Не нужно, думается, говорить, насколько такая «негативная диалектика» близка к учению Шанкары, для которого феноменальный мир – не более чем майя, скрывающая за собой истинную основу мира – божественный Брахман. Что является серьезным просчетом в рассуждениях Брэдли, так это то, что вещь, по сути, отождествляется со своим понятием, хотя такая тождественность не только неочевидна, но и весьма сомнительна.

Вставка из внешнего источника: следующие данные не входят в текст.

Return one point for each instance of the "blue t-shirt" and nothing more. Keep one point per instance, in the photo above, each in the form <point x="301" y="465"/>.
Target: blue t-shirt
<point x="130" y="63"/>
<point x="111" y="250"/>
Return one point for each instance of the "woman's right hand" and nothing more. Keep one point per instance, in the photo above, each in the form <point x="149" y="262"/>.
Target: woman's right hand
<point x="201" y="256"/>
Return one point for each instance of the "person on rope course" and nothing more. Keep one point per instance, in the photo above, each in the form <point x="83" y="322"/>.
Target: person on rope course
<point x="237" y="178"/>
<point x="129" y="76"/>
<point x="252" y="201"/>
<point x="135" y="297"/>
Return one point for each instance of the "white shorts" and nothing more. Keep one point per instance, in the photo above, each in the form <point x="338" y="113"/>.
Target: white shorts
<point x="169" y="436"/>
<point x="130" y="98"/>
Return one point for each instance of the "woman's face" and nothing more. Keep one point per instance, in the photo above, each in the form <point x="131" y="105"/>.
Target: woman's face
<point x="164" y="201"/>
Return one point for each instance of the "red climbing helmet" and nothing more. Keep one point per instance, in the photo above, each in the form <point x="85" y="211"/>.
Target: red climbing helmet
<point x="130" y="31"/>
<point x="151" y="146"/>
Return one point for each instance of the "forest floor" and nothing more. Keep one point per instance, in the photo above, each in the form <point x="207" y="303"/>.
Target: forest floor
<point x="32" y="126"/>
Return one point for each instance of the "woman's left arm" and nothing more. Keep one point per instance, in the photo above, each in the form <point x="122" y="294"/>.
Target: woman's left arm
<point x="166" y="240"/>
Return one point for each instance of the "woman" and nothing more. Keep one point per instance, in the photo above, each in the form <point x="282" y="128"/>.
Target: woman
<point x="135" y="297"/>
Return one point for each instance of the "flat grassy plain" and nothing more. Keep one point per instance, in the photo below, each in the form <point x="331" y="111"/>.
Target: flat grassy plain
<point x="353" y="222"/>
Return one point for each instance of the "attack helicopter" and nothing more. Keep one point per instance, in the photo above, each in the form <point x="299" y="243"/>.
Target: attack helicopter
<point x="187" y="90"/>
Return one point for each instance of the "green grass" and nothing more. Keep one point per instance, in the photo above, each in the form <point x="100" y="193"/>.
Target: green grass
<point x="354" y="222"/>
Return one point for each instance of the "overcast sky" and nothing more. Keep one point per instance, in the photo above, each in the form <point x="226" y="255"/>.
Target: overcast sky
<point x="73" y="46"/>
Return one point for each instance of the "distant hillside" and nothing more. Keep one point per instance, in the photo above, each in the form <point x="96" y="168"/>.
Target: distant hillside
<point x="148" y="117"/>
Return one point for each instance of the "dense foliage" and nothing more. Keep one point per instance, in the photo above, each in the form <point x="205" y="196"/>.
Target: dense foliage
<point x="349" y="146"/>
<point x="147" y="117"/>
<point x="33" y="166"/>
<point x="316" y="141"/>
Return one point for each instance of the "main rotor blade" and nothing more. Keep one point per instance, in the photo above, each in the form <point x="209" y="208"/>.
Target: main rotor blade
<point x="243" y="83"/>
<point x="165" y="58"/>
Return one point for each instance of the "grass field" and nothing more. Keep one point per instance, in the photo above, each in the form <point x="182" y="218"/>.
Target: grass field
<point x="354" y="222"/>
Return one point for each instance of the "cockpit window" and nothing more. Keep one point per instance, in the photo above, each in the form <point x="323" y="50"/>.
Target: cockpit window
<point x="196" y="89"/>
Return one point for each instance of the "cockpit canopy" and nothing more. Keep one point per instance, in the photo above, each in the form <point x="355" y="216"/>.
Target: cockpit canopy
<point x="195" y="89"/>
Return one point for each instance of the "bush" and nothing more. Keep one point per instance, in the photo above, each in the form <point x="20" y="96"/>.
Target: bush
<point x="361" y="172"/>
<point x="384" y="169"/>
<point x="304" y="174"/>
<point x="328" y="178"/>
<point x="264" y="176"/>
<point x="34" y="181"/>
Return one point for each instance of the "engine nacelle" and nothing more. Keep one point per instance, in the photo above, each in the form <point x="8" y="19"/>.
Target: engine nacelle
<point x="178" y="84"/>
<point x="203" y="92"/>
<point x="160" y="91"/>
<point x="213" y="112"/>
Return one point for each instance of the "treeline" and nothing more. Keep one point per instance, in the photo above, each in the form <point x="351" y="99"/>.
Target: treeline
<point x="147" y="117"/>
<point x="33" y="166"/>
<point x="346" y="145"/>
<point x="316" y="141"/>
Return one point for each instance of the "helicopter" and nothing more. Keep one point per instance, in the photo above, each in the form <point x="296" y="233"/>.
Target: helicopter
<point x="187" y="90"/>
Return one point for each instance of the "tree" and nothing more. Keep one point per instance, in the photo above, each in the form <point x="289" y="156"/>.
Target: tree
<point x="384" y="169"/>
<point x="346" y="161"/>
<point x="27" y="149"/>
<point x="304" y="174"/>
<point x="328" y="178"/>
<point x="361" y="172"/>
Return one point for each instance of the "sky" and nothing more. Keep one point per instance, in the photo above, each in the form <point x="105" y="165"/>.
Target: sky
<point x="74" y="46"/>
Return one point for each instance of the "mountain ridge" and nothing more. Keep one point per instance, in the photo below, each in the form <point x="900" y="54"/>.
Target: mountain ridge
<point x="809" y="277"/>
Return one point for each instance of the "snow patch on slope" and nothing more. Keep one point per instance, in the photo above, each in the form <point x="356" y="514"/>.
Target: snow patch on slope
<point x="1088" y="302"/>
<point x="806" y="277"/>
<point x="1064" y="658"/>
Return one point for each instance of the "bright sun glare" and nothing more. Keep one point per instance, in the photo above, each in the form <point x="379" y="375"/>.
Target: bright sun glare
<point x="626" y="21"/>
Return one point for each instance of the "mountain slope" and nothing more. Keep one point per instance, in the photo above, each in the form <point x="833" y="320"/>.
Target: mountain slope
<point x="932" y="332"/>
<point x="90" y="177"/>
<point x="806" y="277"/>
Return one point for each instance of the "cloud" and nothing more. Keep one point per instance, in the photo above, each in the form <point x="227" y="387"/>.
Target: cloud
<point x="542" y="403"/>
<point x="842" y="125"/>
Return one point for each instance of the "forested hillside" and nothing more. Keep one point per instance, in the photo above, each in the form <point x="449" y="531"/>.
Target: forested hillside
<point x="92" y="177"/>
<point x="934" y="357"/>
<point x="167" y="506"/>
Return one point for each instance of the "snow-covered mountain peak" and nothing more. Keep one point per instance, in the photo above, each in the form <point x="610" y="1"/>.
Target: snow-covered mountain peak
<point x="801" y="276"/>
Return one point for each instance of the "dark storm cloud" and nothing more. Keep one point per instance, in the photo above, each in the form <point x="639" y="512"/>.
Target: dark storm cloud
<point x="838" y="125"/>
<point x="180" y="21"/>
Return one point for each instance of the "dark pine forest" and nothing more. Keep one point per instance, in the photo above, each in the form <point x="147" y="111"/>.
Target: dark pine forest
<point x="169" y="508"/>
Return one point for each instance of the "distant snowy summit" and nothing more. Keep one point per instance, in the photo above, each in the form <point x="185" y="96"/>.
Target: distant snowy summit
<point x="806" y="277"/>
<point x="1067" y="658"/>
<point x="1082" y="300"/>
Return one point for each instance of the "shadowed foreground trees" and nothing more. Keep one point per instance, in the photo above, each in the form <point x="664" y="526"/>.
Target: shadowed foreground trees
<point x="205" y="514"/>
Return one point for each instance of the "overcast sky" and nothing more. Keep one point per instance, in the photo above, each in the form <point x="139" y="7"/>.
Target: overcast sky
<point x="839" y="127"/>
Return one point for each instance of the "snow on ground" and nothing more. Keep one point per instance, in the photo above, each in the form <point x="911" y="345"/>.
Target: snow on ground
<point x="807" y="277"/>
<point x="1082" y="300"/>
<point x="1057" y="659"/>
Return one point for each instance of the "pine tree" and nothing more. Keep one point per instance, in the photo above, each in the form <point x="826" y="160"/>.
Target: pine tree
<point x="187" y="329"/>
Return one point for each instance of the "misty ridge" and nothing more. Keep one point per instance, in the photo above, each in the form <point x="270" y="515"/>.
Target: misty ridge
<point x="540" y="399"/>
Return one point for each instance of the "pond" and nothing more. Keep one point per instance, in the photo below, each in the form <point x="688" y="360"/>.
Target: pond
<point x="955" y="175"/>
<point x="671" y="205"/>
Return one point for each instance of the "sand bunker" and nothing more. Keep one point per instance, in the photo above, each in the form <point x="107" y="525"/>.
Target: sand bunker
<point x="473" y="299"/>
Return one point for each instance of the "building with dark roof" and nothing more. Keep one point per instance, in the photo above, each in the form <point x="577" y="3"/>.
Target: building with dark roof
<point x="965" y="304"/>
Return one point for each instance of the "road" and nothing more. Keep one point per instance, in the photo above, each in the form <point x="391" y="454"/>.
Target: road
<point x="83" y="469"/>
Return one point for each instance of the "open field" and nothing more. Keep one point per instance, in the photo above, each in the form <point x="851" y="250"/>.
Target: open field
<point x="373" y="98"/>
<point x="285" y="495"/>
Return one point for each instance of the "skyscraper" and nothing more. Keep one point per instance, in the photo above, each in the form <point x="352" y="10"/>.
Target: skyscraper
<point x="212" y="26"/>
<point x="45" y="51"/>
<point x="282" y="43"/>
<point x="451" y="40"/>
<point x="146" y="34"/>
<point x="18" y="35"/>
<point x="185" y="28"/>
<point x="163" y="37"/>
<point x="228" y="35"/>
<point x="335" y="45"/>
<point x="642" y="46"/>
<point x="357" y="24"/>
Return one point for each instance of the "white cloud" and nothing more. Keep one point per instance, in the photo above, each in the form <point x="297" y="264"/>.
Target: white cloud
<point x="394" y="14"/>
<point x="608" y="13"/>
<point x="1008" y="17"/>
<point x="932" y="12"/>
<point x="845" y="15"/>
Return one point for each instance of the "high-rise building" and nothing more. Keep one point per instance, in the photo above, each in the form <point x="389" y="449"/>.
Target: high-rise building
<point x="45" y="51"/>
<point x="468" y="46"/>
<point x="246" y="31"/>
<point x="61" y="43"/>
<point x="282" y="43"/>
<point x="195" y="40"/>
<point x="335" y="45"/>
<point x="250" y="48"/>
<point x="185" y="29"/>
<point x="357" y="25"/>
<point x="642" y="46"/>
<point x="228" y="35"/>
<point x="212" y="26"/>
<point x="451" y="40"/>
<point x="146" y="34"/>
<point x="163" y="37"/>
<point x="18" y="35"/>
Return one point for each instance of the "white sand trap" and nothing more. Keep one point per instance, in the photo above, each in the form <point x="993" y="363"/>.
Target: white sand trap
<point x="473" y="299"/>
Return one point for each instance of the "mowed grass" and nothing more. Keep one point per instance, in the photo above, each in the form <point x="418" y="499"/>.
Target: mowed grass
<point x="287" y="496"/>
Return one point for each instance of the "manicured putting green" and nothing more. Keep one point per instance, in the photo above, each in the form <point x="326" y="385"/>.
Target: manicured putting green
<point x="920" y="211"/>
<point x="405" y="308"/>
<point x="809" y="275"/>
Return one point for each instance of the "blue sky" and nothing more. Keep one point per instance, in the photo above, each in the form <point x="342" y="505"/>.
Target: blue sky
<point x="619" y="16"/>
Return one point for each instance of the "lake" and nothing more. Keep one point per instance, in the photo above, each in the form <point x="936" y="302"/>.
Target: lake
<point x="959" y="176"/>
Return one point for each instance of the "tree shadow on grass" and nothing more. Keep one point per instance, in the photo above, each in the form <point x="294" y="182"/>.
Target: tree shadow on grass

Не менее важным, чем вопрос об Абсолюте, представляется вопрос о морали. «Почему я должен быть нравственным?» – этот вопрос является главным в этике Брэдли[299], и ответу на него он посвящает книгу «Ethical studies». Основной принцип этики (и вообще социальной философии) Брэдли – принцип «деиндивидуализации». Человек должен реализовать себя, сделать свое существование подлинным; но добиться этого возможно только путем самопожертвования, причем человек должен жертвовать своей индивидуальностью не другим людям, а Абсолюту. Слияние с Абсолютом есть высшая цель любого человеческого действия, ибо, будучи отделенным от него, человек не является вполне реальным, он в какой-то степени иллюзорен, как и всякая отдельная вещь. Человек в отношении реальности находится в более выгодном по сравнению с другими феноменами нашего мира положении – он может не только определять степень реальности объектов, но и изменять степень своей собственной реальности. «Сфера морали совпадает со сферой самореализации как самоутверждения, единого с идеалом», – пишет Брэдли[300], поэтому реализовать (в буквальном смысле – сделать реальной) свою сущность можно лишь обращением к Абсолюту, который самодостаточен в том смысле, что не нуждается ни в чем вне его, чтобы быть реальным.